For a loss of heterozygotes, we're seeing, you know, the opposite pattern to this where we're seeing the variant at about 50 percent in--for a heterozygote in the--when it's 100 percent reference and, you know, it goes down to about zero in a hundred when it's all cell line.
So, finally, I guess, recently we had some early access to the six-hour protocol, so this is--the nice thing about this is--for us, is in our hands we're able to go, in one day--get it in the morning, start the library prep and have it on the sequencer that afternoon. And we can see that actually the coverage so far in the samples we've done is even more consistent and just as high, you know, well over almost 95 percent at 50x. It's very reproducible. You know, there's a third line under here that you can't even see because it's exactly the same. And then, across various sample types at various inputs, we're still seeing this very consistent coverage. So, we're very happy that now we can change our whole protocol into a single day.
So, I just--I guess I'll conclude. So, if we look at--you know, there's a lot of talk on, you know, as the sequencing--the cost of sequencing gets lower and lower, you know, why don't we just sequence everyone's whole genome, why don't we just sequence everyone's exome, and then we can extract the data corresponding to the targets of interest?

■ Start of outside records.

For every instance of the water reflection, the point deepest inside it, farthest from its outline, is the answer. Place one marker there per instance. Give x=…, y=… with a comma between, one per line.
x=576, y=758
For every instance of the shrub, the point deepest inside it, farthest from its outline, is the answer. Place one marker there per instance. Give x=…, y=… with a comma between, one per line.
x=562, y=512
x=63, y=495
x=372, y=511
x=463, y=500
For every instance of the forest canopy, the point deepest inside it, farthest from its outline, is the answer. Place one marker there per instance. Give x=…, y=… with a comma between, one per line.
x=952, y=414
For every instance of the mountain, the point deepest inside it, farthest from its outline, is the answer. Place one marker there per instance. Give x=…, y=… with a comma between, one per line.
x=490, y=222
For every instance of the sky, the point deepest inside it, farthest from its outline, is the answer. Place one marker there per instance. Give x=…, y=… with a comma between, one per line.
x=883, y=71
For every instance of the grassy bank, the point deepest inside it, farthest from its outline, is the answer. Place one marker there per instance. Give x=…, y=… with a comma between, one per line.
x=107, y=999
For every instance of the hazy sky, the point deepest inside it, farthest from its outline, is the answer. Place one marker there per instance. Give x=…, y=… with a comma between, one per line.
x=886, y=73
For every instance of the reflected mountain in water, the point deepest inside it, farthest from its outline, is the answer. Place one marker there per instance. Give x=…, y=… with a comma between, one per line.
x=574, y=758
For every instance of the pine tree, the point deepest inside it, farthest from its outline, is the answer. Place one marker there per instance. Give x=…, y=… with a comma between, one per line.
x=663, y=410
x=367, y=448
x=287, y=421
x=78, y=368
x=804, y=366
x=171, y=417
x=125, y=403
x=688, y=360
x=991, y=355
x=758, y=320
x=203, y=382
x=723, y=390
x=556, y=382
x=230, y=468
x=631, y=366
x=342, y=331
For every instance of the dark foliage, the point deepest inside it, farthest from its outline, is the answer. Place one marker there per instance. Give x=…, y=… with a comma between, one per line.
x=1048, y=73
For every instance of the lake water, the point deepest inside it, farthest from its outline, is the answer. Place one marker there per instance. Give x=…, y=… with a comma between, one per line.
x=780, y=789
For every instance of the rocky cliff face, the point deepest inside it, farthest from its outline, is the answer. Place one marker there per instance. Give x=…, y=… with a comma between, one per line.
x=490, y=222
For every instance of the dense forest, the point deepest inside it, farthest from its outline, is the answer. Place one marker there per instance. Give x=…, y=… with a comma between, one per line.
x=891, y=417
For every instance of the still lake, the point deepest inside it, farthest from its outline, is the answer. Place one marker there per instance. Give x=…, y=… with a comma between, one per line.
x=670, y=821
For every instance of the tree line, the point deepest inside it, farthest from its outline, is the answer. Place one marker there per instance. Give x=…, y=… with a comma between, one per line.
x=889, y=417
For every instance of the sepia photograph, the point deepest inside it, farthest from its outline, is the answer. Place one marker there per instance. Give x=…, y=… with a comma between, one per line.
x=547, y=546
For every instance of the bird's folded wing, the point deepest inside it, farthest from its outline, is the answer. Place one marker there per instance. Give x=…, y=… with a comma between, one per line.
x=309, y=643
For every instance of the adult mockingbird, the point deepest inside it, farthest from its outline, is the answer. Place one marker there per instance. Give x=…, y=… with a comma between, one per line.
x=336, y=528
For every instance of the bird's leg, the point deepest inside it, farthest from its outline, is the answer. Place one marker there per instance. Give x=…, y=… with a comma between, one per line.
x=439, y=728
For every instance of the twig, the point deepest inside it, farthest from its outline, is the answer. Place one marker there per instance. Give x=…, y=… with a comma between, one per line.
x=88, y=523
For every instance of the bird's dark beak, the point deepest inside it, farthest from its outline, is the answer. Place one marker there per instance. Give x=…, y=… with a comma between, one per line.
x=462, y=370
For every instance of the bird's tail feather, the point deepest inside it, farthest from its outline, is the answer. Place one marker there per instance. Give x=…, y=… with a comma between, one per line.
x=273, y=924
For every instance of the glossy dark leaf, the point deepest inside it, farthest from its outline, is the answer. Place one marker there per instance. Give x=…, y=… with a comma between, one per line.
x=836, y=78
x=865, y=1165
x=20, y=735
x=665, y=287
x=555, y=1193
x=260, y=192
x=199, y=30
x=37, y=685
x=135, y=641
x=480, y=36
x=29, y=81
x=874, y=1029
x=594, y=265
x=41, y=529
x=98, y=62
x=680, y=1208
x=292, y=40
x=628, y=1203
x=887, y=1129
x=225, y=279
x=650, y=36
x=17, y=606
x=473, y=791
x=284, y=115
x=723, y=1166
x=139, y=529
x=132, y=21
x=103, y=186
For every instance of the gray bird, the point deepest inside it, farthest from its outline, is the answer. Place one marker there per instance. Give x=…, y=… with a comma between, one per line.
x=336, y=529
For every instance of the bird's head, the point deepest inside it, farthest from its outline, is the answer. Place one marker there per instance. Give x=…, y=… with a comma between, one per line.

So, here's just to compare to you--this is the coverage across these 321 targets for one sample, but I also took whole genome and exome data for this same sample. And we can see that, well, yes, the whole genome seems to be a little more consistent. Exome is a little more variable. Some areas are higher. Some areas are not covered at all. I guess the big thing we're talking about is time and cost. We're talking, you know, thousands versus hundreds of dollars, but, you know, weeks and months of actual library and sequencing and analysis versus, you know, we have this down to about two days to cover it.
In addition to that, obviously, we'd be dealing with, you know, huge numbers of variants when you start looking at a whole exome. So, these are just numbers--I averaged some numbers from some of the recent exome and whole genome papers, and we're talking about, you know, 75 to 200 potentially damaging mutations when we look at a whole exome, and this goes up to, you know, probably close to a thousand in a whole genome. So, just the headache of trying to deal with all this information, I mean, it just becomes completely unrealistic in a clinical setting to actually turn this around in a time that would be reasonable to affect patient care.
So, to summarize, you know, tumor samples are difficult for a number of reasons. We can have variant quantities, we can lots of heterogeneity within the--both within the sample and among samples that, you know, the method for enrichment for your given project is going to really depend on the needs; do you have a large target, a small target, how fast, how cheap, and do you want consistent coverage or 100 percent coverage? And that so far we've been very happy with this HaloPlex PCR. It's been rapid. We can get things on in a short period of time. And that when we combine it with a--you know, a clinical lab to validate any findings we make, it's going to be a--could be well integrated into a clinical trial setting.
And so, with that I'd like to thank everyone at OICR and our collaborators at Halo and have to recognize the government of Ontario for base funding. And I'd be happy to take any questions.